Last updated: 5 March 2026

1. Who we are

MyInsightReport ("we", "us", "our") operates the website at myinsightreport.com. For questions about this policy or data requests, contact us at support@myinsightreport.com.

2. What data we collect

Assessment answers

When you complete an assessment, your answers (numerical scores on a 0–3 scale) and your generated report data are stored in our database. This data is associated with a randomly generated Report ID — not with any personal identifier. No name, email address, or login is required.

Payment data

Payments are processed by Stripe. We do not handle or store credit card information directly. When a payment is completed, we receive from Stripe: the Stripe session ID, the Report ID you paid for, and the email address you provided to Stripe. This information is stored to allow you to recover access to your paid report.

Usage analytics

We use Google Analytics 4 to collect anonymised information about how the site is used — including pages visited, time on site, and general geographic location (country/city level). This data is collected via cookies and is processed by Google in accordance with their privacy policy. IP addresses are anonymised.
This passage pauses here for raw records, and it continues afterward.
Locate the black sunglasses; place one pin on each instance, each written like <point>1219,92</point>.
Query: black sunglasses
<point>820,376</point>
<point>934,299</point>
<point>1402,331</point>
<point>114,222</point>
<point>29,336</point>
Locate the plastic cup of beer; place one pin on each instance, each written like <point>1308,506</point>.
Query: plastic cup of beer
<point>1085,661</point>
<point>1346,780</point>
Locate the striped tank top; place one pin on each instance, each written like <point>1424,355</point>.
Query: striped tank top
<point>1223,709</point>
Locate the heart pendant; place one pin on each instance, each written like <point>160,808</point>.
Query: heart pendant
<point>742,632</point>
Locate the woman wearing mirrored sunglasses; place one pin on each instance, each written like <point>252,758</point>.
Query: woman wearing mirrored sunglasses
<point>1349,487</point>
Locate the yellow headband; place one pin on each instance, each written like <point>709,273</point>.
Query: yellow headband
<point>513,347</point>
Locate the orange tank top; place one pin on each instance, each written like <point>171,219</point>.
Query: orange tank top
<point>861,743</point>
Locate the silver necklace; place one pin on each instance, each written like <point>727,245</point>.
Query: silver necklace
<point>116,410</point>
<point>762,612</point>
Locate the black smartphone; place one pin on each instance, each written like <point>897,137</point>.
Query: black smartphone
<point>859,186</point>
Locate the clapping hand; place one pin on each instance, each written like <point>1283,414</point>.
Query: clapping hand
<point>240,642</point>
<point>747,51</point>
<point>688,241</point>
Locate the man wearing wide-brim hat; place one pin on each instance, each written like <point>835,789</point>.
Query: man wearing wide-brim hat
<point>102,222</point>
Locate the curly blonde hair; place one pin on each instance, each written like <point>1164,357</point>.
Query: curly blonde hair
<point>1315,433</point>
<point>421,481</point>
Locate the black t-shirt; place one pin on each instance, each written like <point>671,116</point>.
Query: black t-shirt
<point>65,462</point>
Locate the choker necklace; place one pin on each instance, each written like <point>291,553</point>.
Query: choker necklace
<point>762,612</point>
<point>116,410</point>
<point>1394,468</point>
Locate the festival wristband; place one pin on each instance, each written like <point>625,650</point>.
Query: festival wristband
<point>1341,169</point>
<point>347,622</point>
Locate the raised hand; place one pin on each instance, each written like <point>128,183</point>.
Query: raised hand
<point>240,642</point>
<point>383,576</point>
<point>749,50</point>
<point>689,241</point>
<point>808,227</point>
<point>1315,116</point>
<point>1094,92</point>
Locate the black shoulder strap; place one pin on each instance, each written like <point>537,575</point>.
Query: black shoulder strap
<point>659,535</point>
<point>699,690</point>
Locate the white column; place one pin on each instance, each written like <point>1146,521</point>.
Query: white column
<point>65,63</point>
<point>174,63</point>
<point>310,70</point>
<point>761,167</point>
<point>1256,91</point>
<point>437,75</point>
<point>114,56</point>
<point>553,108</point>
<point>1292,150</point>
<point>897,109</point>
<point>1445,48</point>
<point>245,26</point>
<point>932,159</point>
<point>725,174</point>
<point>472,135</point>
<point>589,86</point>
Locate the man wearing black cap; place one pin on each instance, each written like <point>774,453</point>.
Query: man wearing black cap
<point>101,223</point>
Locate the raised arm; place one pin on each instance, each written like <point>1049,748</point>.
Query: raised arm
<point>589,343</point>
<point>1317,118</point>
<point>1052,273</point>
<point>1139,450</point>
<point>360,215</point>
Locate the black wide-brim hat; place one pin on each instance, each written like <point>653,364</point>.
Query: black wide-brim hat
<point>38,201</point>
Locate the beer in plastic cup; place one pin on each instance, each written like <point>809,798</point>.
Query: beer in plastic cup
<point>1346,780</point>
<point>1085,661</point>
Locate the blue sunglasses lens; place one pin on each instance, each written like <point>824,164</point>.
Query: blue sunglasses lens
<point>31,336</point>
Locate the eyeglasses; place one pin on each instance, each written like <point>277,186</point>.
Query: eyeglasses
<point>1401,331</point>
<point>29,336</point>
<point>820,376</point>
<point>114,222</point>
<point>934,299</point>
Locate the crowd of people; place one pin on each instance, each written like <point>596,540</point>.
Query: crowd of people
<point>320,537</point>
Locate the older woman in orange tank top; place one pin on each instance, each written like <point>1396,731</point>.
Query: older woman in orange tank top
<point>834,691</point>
We also log internal events (page visits, assessment completions, payments) in our own database using a hashed IP address. This data is used only for understanding how the site is being used and is never shared.

Session data

We use standard PHP sessions to maintain your state as you move through the assessment. Session data is stored temporarily on our server and expires after your browsing session ends.

3. How we use your data

  • Assessment data — to generate and display your report, and to allow you to recover a paid report if you lose your session
  • Payment data — to verify your payment and grant access to your full report
  • Analytics data — to understand how the site is used and improve it
  • Email address — stored securely; used only if you contact us for support

We do not sell, rent, or share your personal data with third parties for marketing purposes.

3a. Legal basis for processing (GDPR)

We process your data on the following legal bases under GDPR Article 6:

  • Contract performance (Art. 6(1)(b)) — processing assessment answers and payment data to deliver the service you have requested
  • Legitimate interest (Art. 6(1)(f)) — internal analytics and logging to understand site usage and improve the service
  • Consent (Art. 6(1)(a)) — Google Analytics cookies, collected only after you accept via our cookie banner

Assessment answers relate to personal relationships and may indirectly touch on sensitive matters. We minimise this by collecting only numerical scores (0–3), not free-text descriptions, and by not linking data to any identified individual.

4. Third-party services

  • Stripe — payment processing. See Stripe's Privacy Policy.
  • Google Analytics 4 — usage analytics. See Google's Privacy Policy.
  • OpenAI — your report scores and answers are sent to OpenAI's API solely to generate your personalised full report. OpenAI acts as a data processor under our Data Processing Addendum (DPA). OpenAI does not use API data to train their models. Data is transmitted over encrypted connections and not retained by OpenAI beyond the API call. See OpenAI's Privacy Policy and API data usage policies.

5. Data retention

  • Assessment and report data: stored for 90 days from the date of creation, then automatically deleted
  • Paid report data: retained for 12 months to allow report recovery
  • Analytics events: retained for 24 months

6. Cookies

We use the following cookies:

  • Session cookie — a temporary cookie (PHPSESSID) that maintains your session while you use the site. It is deleted when you close your browser.
  • Google Analytics cookies — used to distinguish users and sessions for analytics purposes. These persist for up to 2 years.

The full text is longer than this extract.